Speaker of the Illinois House of Representatives
- In office 1871–1873
- Preceded by: Franklin Corwin
- Succeeded by: Shelby Moore Cullom

Personal details
- Born: May 23, 1827 Frankfort, Kentucky
- Died: March 25, 1886 (aged 58) Lexington, Illinois
- Party: Republican

= William M. Smith =

American politician from Illinois (1827–1886)

William M. Smith (May 23, 1827 – March 25, 1886) was an American politician who served as the 24th Speaker of the Illinois House of Representatives. A Republican, he held the position from 1871 until 1873.

==Life and political career==
Smith was born May 23, 1827, in Franklin County, Kentucky, moving to McLean County, Illinois when he was thirteen years old. He was involved in Republican politics since the founding of the party and was unafraid to espouse his anti-slavery beliefs. He was a delegate at the Illinois State Republican convention in 1860 and nominated Abraham Lincoln for the presidency.
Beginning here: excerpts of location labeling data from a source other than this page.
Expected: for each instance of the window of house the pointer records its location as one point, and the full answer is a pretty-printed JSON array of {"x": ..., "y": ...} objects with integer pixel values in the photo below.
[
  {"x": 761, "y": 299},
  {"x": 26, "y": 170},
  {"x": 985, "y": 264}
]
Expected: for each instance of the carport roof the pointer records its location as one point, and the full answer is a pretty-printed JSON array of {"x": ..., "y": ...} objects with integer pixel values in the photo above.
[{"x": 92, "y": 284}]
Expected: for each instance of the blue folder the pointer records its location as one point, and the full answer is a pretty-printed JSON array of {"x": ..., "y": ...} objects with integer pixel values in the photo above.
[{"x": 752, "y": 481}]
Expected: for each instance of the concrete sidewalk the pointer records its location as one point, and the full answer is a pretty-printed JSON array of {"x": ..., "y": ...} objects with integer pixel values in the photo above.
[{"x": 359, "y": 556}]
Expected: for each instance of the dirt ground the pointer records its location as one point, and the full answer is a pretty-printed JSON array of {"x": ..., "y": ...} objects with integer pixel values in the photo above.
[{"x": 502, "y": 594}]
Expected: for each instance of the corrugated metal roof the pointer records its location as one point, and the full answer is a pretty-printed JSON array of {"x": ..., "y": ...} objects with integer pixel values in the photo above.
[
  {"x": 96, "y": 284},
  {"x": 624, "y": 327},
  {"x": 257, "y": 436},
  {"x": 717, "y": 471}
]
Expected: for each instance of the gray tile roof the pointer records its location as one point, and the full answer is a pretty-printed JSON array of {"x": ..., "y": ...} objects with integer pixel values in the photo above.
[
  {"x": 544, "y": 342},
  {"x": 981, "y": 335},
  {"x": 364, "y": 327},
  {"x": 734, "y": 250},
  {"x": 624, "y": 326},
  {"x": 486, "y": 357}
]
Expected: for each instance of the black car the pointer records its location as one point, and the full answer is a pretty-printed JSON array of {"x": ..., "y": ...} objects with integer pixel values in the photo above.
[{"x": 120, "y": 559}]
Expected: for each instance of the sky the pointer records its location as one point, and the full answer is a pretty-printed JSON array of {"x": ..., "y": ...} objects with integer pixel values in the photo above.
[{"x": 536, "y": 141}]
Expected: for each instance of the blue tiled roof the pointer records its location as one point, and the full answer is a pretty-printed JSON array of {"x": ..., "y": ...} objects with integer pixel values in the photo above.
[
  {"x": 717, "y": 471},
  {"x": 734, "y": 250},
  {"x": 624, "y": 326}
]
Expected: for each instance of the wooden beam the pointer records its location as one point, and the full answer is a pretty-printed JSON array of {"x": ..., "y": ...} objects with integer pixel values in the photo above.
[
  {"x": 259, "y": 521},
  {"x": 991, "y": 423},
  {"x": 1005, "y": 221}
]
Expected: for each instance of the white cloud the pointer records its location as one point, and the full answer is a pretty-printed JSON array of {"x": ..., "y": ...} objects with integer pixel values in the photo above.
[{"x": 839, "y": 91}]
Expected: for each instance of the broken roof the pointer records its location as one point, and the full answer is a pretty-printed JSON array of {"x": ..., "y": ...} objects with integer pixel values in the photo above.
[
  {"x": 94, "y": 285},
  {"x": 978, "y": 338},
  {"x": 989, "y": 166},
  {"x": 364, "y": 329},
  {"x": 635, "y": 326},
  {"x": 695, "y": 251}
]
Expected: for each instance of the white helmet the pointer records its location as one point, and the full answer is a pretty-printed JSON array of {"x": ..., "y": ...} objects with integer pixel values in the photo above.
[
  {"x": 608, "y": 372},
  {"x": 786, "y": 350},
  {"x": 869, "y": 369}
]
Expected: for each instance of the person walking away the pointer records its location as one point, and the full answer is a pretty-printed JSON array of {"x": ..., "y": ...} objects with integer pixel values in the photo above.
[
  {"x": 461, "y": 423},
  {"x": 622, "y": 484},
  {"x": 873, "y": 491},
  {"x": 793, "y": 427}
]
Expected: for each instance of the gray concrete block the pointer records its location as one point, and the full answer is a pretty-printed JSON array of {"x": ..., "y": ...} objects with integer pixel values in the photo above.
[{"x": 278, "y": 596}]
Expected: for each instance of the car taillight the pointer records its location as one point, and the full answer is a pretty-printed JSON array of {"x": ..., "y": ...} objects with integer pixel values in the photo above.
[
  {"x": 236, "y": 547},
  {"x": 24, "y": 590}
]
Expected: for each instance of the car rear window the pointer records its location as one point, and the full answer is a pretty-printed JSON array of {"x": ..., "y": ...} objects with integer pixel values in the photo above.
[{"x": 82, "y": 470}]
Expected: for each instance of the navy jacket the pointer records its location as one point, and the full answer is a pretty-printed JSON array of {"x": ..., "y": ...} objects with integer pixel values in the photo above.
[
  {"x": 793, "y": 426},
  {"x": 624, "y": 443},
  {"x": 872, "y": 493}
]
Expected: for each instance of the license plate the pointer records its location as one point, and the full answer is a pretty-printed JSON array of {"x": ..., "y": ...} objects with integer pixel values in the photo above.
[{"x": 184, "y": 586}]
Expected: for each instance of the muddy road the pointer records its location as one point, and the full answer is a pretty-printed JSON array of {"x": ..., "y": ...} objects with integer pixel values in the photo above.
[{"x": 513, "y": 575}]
He was elected to the Illinois House of Representatives in 1866, 1868, and 1870. He fiercely opposed the policies of Andrew Johnson, and was known to Illinois newspapers as "The Duke of Lexington" due to his strong personality. He spent his last two years in the legislature as Speaker of the Illinois House of Representatives. After Shelby M. Cullom was elected Governor of Illinois he appointed Smith to the board of the Railroad and Warehouse Commission, where he remained until ill health compelled him to resign. Smith resided in Lexington, Illinois, where he farmed and dealt in cattle. He was a member of the Methodist Church and had one daughter with his wife, Nancy Hopkins.

==Death==
On March 25, 1886, Smith committed suicide by gunshot in a barn on his farm.